Литмир - Электронная Библиотека

— Конечно, нет, — сказал его отец.

— Брюс и не спорит с этим, — извинилась за него Эстер, и голос ее задрожал сильнее, чем обычно.

— Он просто беседует, — сказала Белл.

Я происхожу из простой семьи, сказал себе Голд, с которым случился вдруг приступ тихого автобиографического помешательства, и он как бы принялся диктовать свои мемуары или же мемуары Генри Киссинджера. Моя семья прозябала в нищете, и у меня не было никаких привилегий. Хотя на самом деле мы не прозябали в нищете, а привилегий у меня было достаточно, но не так много, как я того заслуживал, как это и выяснилось впоследствии. Мое развитие было замедлено необходимостью с самого раннего возраста в поте лица своего добывать себе хлеб насущный. Мой талант был зарыт в землю. Все, чего я достиг, я достиг своим трудом, за исключением того, что мне досталось от моего отца, моей матери, моего брата и от всех четырех моих старших сестер. Я не получил никаких преимуществ, если не считать моих мозгов, которые, как я подозреваю, я унаследовал не от людей, претендующих на звание моих родителей. Есть основания полагать, что корни мои уходят в более благородную почву, чем это может показаться с первого взгляда, и что я оказался среди этих честных, но бедных работяг по прихоти злой судьбы, став жертвой различных случайных обстоятельств, распутать которые не представляется возможным. Мой старший брат Сид, которого я знаю всю свою жизнь, старший из семи детей, добился кое-каких успехов в жизни, у него дилетантский интерес к науке и механике, он довольно свободно тратит деньги, он человек добродушный, ему легко дается деловое общение с людьми, а еще он сраный тупоумный кретин, который обращается со мной так, будто я последнее говно, и заставляет меня говорить о стервятниках.

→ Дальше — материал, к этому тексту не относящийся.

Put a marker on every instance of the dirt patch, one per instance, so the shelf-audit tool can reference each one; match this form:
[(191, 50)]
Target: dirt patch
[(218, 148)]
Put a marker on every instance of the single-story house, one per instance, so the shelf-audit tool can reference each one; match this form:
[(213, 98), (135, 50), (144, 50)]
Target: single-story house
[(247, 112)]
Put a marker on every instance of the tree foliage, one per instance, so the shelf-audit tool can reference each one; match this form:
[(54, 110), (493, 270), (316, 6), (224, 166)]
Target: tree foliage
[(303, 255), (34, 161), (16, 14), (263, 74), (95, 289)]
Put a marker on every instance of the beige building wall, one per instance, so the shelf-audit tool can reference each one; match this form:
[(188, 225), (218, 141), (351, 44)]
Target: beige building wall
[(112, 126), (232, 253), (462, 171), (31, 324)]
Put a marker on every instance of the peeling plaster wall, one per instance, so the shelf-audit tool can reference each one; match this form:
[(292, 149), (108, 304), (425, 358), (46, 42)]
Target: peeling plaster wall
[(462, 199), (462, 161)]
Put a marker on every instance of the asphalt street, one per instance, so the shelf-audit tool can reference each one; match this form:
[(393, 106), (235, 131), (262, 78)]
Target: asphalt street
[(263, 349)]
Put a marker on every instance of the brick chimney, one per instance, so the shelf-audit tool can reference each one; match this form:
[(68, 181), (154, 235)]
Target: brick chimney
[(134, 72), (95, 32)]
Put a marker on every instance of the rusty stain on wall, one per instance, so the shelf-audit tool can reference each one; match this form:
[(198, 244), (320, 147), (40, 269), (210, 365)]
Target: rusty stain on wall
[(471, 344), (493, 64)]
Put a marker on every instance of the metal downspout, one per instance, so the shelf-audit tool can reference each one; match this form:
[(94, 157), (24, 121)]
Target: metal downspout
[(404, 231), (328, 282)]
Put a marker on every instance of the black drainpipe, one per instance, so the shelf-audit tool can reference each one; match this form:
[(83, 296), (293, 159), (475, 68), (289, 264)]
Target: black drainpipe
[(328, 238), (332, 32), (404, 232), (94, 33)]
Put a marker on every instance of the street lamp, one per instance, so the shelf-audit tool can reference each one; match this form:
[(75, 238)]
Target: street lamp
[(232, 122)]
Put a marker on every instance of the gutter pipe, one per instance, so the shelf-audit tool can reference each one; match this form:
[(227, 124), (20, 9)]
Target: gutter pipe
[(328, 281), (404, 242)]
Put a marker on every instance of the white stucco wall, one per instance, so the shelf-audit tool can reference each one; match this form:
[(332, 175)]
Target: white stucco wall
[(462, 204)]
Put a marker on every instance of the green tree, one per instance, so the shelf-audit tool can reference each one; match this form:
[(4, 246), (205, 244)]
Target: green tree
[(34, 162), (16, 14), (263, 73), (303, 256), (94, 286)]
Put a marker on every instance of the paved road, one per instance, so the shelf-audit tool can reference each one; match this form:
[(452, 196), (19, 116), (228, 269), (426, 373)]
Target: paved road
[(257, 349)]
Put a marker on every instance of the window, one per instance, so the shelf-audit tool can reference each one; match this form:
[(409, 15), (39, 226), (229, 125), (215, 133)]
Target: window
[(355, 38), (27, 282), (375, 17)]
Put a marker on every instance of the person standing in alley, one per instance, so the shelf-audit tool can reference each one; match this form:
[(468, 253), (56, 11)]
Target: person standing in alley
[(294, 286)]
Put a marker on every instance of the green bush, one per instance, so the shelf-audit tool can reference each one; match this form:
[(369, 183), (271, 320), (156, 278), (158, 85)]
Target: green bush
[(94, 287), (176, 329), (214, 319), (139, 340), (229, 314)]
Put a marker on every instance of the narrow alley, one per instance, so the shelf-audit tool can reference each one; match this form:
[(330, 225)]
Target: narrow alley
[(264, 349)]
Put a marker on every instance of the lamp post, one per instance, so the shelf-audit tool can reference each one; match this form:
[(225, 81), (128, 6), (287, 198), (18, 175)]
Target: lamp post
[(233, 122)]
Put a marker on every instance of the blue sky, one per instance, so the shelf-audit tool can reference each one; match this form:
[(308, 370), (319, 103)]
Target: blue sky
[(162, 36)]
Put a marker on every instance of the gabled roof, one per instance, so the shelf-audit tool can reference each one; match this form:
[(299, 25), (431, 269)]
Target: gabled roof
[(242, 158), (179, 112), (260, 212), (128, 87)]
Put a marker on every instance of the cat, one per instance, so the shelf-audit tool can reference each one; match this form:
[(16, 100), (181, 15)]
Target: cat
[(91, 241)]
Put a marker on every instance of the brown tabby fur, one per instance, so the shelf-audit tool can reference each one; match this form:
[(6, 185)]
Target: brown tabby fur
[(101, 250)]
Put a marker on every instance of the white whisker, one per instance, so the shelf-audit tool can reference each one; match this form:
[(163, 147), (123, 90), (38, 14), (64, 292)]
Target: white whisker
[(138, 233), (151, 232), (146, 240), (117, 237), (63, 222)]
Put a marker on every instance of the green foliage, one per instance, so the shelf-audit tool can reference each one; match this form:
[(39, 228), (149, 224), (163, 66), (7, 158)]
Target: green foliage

ГАРРИЕТ, которая несколько минут назад встретила его, излучая заговорщицкую приветливость, сейчас пребывала в мрачном, воинственном настроении. Отведя его в сторону, она сказала:

— Эстер думает, что Милт, возможно, скоро сделает ей предложение. Ты должен помочь. Она попросила Розу спросить Иду, чтобы та выяснила у Сида, должен ли между ними быть секс.

Голд внутренне весь сжался.

— А я-то тут при чем?

— Ну, ты можешь разузнать о таких вещах, — сообщила она ему безапелляционным тоном. — Сид разбирается в науке, а ты профессор английской литературы.

— Давайте-ка на воздух, — сказал его отец с плохо скрываемым злорадством. — На крыльце сейчас хорошо.

Эта обескураживающее известие о погоде было как похоронный звон по всем их надеждам на этот день, и Голд почувствовал, как по жилам его конечностей заструилась холодная слякоть.

— Ну, я Сида предупредила, — сообщила Гарриет и придала своему лицу суровое выражение, настраиваясь на предстоящую склоку. — Если к концу недели они не уедут во Флориду, то туда уеду я, с дочерьми и внуками.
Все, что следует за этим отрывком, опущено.